# Jane Street Market Prediction - EDA
Here we take a first look at the data for the Jane Street Market Prediction competition. The aim of this notebook is not to make any conclusions but just present an overview of the data we have. This may then be helpful later on.

## 1. Import Modules and Data
Let's start by importing the modules and the data for this competition.

In [None]:
import numpy as np 
import pandas as pd 
import matplotlib.pyplot as plt
import seaborn as sns

# install datatable
!pip install datatable > /dev/null
import datatable as dt

Following the steps by [Carl McBride Ellis](https://www.kaggle.com/carlmcbrideellis/jane-street-eda-of-day-0-and-feature-importance) to load in the data faster...

In [None]:
# Load in the data using datatable for speed
train_data_datatable = dt.fread('../input/jane-street-market-prediction/train.csv')

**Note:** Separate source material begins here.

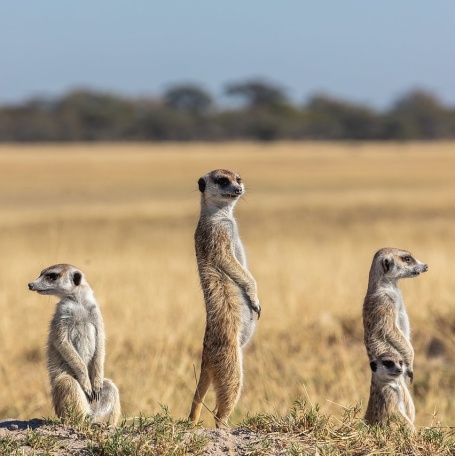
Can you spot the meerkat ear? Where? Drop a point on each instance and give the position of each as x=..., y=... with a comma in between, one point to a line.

# Convert the datatable into a pandas dataframe
train_data = train_data_datatable.to_pandas()

We now have the training data. Let's take a look at the different features

In [None]:
print(train_data.keys())

# Weight Feature

In [None]:
# Find what proportion (%) of weights are zero
print(100*(train_data['weight'] == 0).astype(int).sum(axis=0)/len(train_data))

In [None]:
weights = train_data['weight'].values
non_zero_weights = weights[weights > 0.0]


fig, axs = plt.subplots(2,2, figsize=(15,10))
axs = axs.flatten()
axs[0].set_title('All Weights')
axs[0].hist(weights, bins=300, range=(0, 2))
axs[2].hist(weights, bins=300, range=(0, np.max(weights)))

axs[1].set_title('Non Zero Weights')
axs[1].hist(non_zero_weights, bins=300, range=(0, 2))
axs[3].hist(non_zero_weights, bins=300, range=(0, np.max(weights)))

axs[2].set_yscale('log')
axs[3].set_yscale('log')

## Resp Features

In [None]:
fig, axs = plt.subplots(3,2, figsize=(15,10))
axs = axs.flatten()
axs[0].hist(train_data['resp'], bins=300, range=(-0.1, 0.1), label='resp')
for i in range(1,5):
    axs[i].hist(train_data['resp_'+str(i)], bins=300, range=(-0.1, 0.1), label='resp_'+str(i))
fig.delaxes(axs[-1])
for i in axs:
    i.legend()

How are these resp features related to each other?

In [None]:
sns.pairplot(train_data[['resp', 'resp_1', 'resp_2', 'resp_3', 'resp_4']])


The feature resp seems the most correlated with resp_4. As resp is a measure of the return over a given period, it is likely that resp_4 is the most similar time period to resp.